Even more crypto slang terms

  • DYOR – Do your own research. 

  • Exit scam – Creators who put their cryptos on an ICO and disappear with the money they’ve raised from investors.

  • Flippening – Bitcoin and Ether are the two currencies that spread the idea of crypto to the world. If ETH overtakes BTC in value, that moment in history will be referred to as ‘The Flippening’.

  • FOMO – Fear of missing out. Chasing pumps leads to dumps (check Pump and dump below)

  • Fork/Forking – The split of a blockchain, reminiscent of a fork. It’s an indication of change in protocol.

  • FUD – Fear, uncertainty, doubt. Disinformation strategies meant to confuse competitors and consumers. 

  • HODL – Hold on for dear life, or just a mistyped ‘hold’. It is used to instill patience in traders who would be best to wait it out through the valleys formed when prices dip, instead of just panicking and selling.

  • Lambo – Lamborghinis are most commonly bought by rich people. When you get rich by trading crypto, you become a lambo. 

  • Moon/Mooning – Crypto prices’ upward momentum, skyrocketing to astronomical levels.

  • Moonboy – Traders who are bullish and preach how they can accurately predict prices will change.

  • No coiner – A derogatory term used for people who are cynical about cryptocurrency or just people who do not own any.

  • Noob/Newb – Used in multiplayer games to represent those who are inexperienced/new.. Being a newb is a phase for some and a state for others. 

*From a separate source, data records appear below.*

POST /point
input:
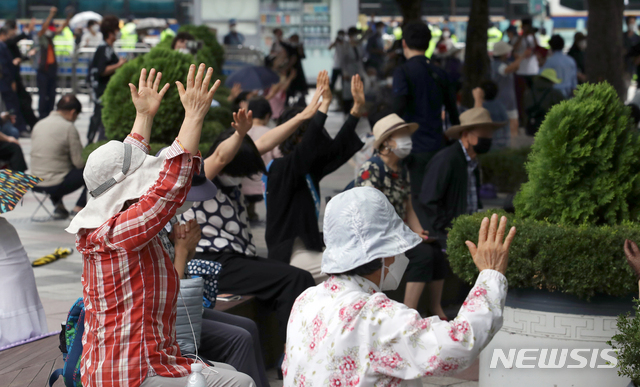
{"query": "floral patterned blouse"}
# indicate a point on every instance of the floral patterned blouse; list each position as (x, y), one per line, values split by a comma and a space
(344, 332)
(395, 185)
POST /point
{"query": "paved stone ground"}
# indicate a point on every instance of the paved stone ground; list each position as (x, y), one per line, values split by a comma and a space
(59, 282)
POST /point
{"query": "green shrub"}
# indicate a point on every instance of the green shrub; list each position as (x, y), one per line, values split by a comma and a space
(119, 113)
(627, 345)
(584, 165)
(505, 168)
(581, 260)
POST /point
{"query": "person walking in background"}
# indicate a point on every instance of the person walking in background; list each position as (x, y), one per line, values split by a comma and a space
(56, 155)
(233, 38)
(104, 64)
(420, 90)
(485, 97)
(47, 64)
(23, 95)
(629, 39)
(337, 46)
(352, 64)
(577, 53)
(564, 66)
(502, 73)
(92, 37)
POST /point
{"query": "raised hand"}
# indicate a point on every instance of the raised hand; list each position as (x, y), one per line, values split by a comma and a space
(242, 121)
(197, 97)
(492, 252)
(146, 97)
(357, 91)
(633, 256)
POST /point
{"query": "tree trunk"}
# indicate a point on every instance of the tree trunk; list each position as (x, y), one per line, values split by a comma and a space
(604, 55)
(411, 10)
(476, 57)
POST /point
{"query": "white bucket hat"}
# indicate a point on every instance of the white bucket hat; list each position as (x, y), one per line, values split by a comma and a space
(114, 164)
(360, 226)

  • POS – Proof of stake. A way to validate transactions, or in other words, to mine coins. Blocks are chosen by the stake, wealth they carry. More energy-efficient than POW. 

  • POW – Proof of work. Another way to verify transactions. It performs complex calculations that prevent network attacks and fake requests in large quantities. More power-consuming than POS. 

Honorable mentions

  • Pump & dump – Another kind of scam. A group of traders begin buying large quantities of a coin to increase its price while it’s still sitting low. When that happens, they all sell causing the price to go down.
  • Rekt – Wrecked. When you lose a lot of money, you’re rekt. Something that often occurs with traders who do not try to manage the risk or simply have no trading strategy.
  • Sats & Wei – Satoshi and Wei Dai, the creators of Bitcoin and Ether(eum) respectively. Sats and Wei are the smallest sub-units of each currency. At this time, that is 0.00000001 BTC and 10^-18, or one quintillionth ETH.
  • Shilling – Those who promote projects they prefer are shilling. They provide advice that is not objective but biased.
  • Shitcoin – A crypto considered a bad investment due to their potential of crashing. It’s also a cryptocurrency that does not provide any real technological innovation.
  • Weak hands/Diamond hands – Traders without full conviction in their strategy have weak hands and sell at a loss while traders who are willing to HODL, similarly to bag holders, plough through the troughs. 
  • WGMI/WAGMI – We’re/We are going to make it. Major good news articulator. 
  • Whale – Cryptocurrency owners with large quantities of it, much more than lambos, who are capable of influencing the market.